Metro Diaries: BeYOUtiful
Every time I walked into the saloon I couldn’t help notice Stella. Her impeccable choice of clothes, the elegance with which she carries herself and the never-say-die smile on her face, everything just seems so perfect. I mean each one of us have their own bad hair days, foul tempers flying across, feeling irritated about nothing, mood swings, PMS! But Stella seemed to be alien to all these things.
In the last 6 years that I knew her I had never seen her look sad or downtrodden even for a moment. The forever chirpy voice of hers would update me about the latest gossip in the entertainment industry, moving onto some new techniques that might have come into the beauty regime and then some fitness, food, clothes… everything feminine would find a way into our discussion. I would often wonder how relationships never featured into our conversations, but it would give me solace knowing that it was me who didn’t want to talk about it. The fear of opening my own wounds would ensure relationships were a taboo for us.
A love marriage with my best friend gone wrong after close to two decades of togetherness had made me very bitter towards relationships. Everyone wanted to know what happened, or so I thought. And none wanted to understand my pain, or so I felt. Better keep mum, that’s the best advice I could follow. For me Stella defined beauty in her perfection. Something I had failed in doing. In trying to make a marriage work I had forgotten to work on myself. And now when I saw myself in the mirror I knew it was too late. The damage was done; there was nothing that I could do about it. Except a trim here and there, maybe a good facial followed by a massage- all this strictly as a feel good factor and nothing else.
I wish I could tell Stella how much I admire her, and how I want to be like her!
Clara, one of my most favourite clients! I so love it when she comes visiting my saloon. There is an air of been there done that around her. The way she carries herself like a mystery, I so admire that in her. She has a lovely complexion with light freckles and tiny wrinkles just beginning to show up. And yet she radiates grace like none other. Aging gracefully is something she adds meaning to! Her salt and pepper hair neatly cut in layers ending just above her shoulders add the much needed charm to her soft features.
She has beautiful brown eyes, deeply set holding the vastness of the desert in them. Once when I had the chance to stare into them I could almost hear them speak, “I have loved, been loved, wooed, married, created memories, travelled, had a place of my own, fell down, got hurt, dusted myself and began chasing it all over again. All this and more till now on my terms. “ I wish I could tell her how I much I admire her strength. I wish I could show her the cigarette burn marks on my body from my previous relationship. I could never sleep in peace after that night, when I managed to run away from him.

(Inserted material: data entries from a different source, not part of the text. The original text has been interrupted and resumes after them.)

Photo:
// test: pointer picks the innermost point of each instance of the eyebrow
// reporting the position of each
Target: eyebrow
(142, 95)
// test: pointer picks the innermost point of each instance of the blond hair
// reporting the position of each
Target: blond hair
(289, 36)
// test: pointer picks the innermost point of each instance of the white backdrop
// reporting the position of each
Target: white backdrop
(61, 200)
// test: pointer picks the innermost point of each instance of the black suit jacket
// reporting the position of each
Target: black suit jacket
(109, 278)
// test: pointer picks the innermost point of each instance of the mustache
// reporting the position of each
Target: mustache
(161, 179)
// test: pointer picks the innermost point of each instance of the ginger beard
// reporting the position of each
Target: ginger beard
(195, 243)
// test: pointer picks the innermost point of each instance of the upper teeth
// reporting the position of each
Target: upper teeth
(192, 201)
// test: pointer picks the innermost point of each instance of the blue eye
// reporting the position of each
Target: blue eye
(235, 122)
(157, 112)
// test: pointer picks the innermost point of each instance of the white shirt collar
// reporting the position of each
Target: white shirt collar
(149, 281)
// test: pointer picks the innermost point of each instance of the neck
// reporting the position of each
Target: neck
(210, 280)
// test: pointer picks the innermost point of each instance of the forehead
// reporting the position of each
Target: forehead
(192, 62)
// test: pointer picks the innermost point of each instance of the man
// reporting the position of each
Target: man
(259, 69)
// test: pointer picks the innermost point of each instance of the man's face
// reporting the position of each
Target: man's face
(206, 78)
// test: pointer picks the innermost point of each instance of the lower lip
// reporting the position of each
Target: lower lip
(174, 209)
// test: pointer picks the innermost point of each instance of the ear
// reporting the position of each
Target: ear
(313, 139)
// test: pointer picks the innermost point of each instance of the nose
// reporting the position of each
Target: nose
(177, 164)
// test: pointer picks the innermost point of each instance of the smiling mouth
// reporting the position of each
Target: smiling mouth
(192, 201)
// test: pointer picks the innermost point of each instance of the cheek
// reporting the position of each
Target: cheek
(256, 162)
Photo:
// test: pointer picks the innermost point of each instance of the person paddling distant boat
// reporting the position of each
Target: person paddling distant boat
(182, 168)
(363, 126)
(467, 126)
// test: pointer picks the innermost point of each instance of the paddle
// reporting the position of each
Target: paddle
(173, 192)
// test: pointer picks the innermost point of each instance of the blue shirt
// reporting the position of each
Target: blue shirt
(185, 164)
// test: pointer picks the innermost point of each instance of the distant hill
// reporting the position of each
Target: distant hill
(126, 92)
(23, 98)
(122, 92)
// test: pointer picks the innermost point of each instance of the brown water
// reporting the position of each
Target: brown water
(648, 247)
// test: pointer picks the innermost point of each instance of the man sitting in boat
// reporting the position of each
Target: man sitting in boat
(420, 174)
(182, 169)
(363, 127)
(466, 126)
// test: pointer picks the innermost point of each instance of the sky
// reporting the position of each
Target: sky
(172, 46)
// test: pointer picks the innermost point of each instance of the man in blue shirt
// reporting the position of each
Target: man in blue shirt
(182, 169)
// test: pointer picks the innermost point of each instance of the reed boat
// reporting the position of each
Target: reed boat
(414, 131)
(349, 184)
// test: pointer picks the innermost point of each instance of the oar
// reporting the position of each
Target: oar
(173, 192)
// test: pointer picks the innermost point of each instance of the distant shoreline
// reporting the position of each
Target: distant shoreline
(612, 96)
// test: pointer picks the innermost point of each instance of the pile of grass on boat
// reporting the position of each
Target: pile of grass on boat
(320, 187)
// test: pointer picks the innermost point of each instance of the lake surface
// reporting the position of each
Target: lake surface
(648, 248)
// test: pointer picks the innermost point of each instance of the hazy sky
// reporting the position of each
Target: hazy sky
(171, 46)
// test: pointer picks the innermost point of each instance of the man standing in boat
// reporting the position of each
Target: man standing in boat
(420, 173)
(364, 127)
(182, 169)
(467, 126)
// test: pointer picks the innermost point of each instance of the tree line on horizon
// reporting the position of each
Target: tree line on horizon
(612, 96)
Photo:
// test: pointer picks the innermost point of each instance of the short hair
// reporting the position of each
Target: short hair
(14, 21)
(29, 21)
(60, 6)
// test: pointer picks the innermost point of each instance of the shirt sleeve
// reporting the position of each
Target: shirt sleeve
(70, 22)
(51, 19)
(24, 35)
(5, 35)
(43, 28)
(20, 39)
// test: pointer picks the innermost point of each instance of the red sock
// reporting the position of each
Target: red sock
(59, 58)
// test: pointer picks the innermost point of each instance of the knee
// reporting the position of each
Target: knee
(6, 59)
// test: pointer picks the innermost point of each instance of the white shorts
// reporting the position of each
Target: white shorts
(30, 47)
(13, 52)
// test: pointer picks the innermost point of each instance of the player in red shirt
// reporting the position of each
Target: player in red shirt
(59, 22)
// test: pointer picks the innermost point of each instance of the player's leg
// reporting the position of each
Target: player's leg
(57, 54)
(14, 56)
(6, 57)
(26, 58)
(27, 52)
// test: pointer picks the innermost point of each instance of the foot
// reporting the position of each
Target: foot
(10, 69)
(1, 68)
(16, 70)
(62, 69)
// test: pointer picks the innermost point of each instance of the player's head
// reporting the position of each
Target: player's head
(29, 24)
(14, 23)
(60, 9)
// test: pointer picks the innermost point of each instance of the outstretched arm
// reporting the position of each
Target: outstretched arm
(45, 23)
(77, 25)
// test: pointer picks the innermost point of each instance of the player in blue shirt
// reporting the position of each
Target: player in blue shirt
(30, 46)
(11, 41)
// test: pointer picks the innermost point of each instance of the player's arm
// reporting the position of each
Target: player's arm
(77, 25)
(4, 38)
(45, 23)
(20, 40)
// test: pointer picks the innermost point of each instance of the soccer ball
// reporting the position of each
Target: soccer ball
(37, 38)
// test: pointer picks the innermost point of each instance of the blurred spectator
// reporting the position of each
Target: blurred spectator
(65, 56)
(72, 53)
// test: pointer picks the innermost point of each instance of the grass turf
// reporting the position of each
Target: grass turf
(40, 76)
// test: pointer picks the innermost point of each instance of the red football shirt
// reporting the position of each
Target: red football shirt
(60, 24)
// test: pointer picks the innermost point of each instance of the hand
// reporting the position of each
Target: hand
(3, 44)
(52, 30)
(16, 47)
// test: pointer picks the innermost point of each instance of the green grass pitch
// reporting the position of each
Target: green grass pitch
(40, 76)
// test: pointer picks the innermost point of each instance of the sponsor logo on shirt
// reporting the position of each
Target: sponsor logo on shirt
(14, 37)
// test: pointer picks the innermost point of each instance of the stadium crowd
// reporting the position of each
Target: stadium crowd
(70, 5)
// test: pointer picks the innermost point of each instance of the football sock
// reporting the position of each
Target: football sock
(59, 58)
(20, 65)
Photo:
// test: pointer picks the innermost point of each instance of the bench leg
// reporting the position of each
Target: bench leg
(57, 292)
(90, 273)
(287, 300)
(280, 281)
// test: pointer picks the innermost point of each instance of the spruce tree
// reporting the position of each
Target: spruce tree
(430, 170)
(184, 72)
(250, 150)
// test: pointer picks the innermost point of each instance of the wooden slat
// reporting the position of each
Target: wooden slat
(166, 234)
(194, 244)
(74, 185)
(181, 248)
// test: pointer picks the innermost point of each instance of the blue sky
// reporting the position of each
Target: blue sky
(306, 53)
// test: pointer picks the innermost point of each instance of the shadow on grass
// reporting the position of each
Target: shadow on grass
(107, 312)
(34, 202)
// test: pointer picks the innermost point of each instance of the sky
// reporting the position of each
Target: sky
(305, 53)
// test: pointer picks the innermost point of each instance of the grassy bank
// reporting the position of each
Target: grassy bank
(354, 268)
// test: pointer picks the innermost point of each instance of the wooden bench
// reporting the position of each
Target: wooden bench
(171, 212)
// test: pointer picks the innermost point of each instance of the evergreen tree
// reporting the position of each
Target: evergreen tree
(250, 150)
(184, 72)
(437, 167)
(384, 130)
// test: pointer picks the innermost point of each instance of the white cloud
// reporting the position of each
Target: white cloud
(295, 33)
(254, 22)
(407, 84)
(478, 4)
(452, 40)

Every night the fear of what if he finds me haunts me rendering me sleepless. I cannot tell anyone the reason I dress up like this is because I disguise myself. I want to hide my older self not only for the fear of being recognized but also because I cannot bear the sight of the older me, the weaker, meeker me who didn’t have the courage to stand up for herself. I want to become unrecognizable even for myself.
I wish I could tell Clara someday that I wish to be like her!